Why should anyone who denies the personhood of the fetus care what the pro-lifers want to do with sanitized or cremated biomedical waste? After all, if abortion removes mere “tissue”—a clump of cells more akin to a tumor than a person—then what difference does it make if the benighted pro-lifers want to waste their time eulogizing it? If that were the case, then the feared “shame” would be rationally groundless. The hand-wringing about burial—including the prophecy that abortive mothers would object to religious burials—seems to betray the revenge of conscience. The deniers seem to concede that the truth about human life is something they can’t not know. In other words, it is absurd to maintain both that the aborted entity is morally worthless and that a religious burial is sufficiently meaningful to merit objection.

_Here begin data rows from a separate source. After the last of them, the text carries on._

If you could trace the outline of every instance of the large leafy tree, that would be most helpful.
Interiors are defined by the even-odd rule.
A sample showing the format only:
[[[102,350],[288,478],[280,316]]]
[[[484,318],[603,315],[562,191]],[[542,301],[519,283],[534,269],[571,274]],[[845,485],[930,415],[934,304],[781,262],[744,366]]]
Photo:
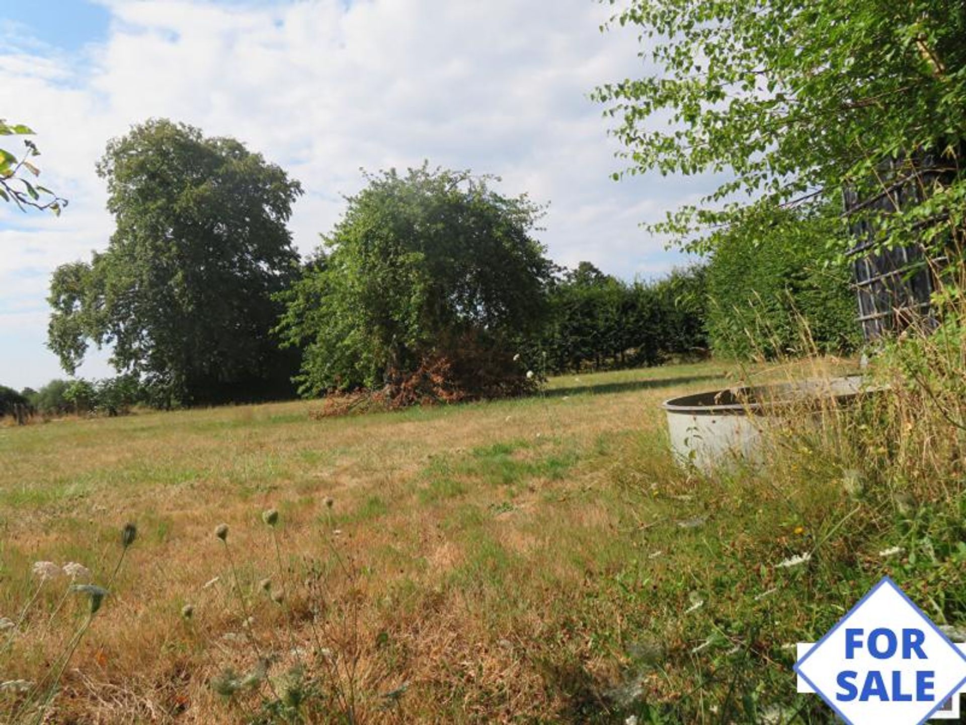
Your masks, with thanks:
[[[531,236],[540,209],[485,177],[367,176],[293,290],[280,331],[304,347],[301,392],[415,378],[449,399],[520,392],[511,341],[541,322],[553,266]]]
[[[49,346],[72,373],[91,341],[162,405],[278,394],[270,331],[298,272],[286,222],[298,182],[232,138],[152,120],[98,166],[116,231],[54,273]]]
[[[617,5],[618,0],[605,0]],[[750,238],[781,206],[869,196],[909,179],[923,204],[876,219],[881,241],[961,230],[966,6],[958,0],[620,0],[644,73],[596,96],[617,119],[627,173],[724,172],[701,203],[655,226],[708,248]],[[949,173],[920,173],[922,160]],[[883,172],[883,162],[895,163]],[[887,212],[889,210],[886,210]],[[867,212],[876,214],[875,208]]]

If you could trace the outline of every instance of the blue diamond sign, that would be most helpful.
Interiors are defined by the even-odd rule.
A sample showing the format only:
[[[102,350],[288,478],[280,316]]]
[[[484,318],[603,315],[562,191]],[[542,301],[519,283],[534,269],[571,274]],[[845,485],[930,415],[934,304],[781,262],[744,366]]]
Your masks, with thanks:
[[[850,725],[919,725],[966,684],[966,653],[887,576],[795,672]]]

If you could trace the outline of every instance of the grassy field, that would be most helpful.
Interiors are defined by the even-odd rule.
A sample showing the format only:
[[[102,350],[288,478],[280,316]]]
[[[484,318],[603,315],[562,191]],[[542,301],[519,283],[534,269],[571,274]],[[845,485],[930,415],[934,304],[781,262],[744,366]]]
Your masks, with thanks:
[[[0,428],[0,616],[38,593],[36,561],[105,583],[132,521],[52,721],[282,722],[293,697],[309,721],[823,721],[794,693],[793,643],[882,573],[933,599],[961,574],[880,557],[893,513],[857,516],[841,462],[679,470],[659,404],[726,373],[321,420],[289,402]],[[40,587],[0,679],[54,666],[86,607],[59,604],[67,583]],[[316,681],[290,687],[299,665]]]

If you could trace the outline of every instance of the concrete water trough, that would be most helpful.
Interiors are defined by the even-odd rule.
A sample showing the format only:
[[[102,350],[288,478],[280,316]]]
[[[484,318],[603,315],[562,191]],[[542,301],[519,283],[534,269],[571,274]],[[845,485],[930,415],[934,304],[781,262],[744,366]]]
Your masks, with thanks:
[[[762,433],[776,423],[842,408],[873,392],[862,375],[728,388],[665,401],[670,446],[683,464],[710,471],[728,460],[757,460]]]

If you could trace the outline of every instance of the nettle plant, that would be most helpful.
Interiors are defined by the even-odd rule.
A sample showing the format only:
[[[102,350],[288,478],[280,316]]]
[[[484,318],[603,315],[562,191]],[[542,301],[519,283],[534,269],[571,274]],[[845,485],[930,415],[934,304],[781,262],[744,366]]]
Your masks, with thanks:
[[[867,210],[879,244],[961,236],[961,3],[607,1],[623,6],[611,26],[639,30],[644,61],[641,76],[595,93],[617,121],[622,173],[724,179],[653,230],[708,251],[740,222],[753,243],[776,210],[839,203],[847,189],[867,197],[907,176],[929,187],[924,201]],[[926,155],[951,173],[926,181],[916,164]]]

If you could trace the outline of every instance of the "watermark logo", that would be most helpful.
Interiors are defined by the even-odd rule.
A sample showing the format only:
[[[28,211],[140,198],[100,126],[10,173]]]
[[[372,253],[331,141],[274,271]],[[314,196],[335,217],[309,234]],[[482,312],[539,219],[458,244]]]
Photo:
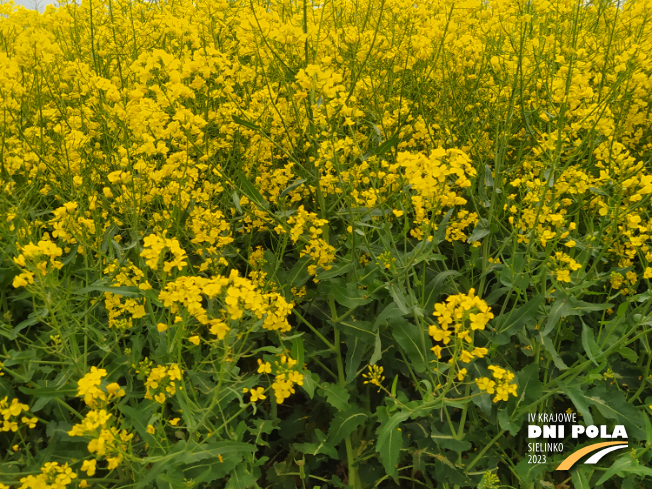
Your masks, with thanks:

Judge Ezra is right that Casey enacts a practical legal relativism about human life—but he is wrong that Texas prescribes a pro-life orthodoxy. A pregnant woman has a legal right to choose to believe the entity inside her is or is not a person. If she is a denier, that is her choice and therefore her truth. But, having chosen to believe it is not a person, and contracted to terminate the entity, her “truth” has carried the day. To annul the collective right of citizens, who take the entity to be a person endowed with dignity, to have any say in how the dead are to be disposed of is to prescribe the deniers’ view as the orthodox one.

These arguments falling short, Judge Ezra dredges up the tired bad-faith argument, that Texans are just trying to sneakily proscribe abortion behind smoke and mirrors. But the democratic right of Texans to vote on the legality of abortion in their state was taken away long ago. It isn’t about that. It is about whether states will be coerced to affirm abortion as a positive good rather than merely tolerating and mourning it as a tragic necessity.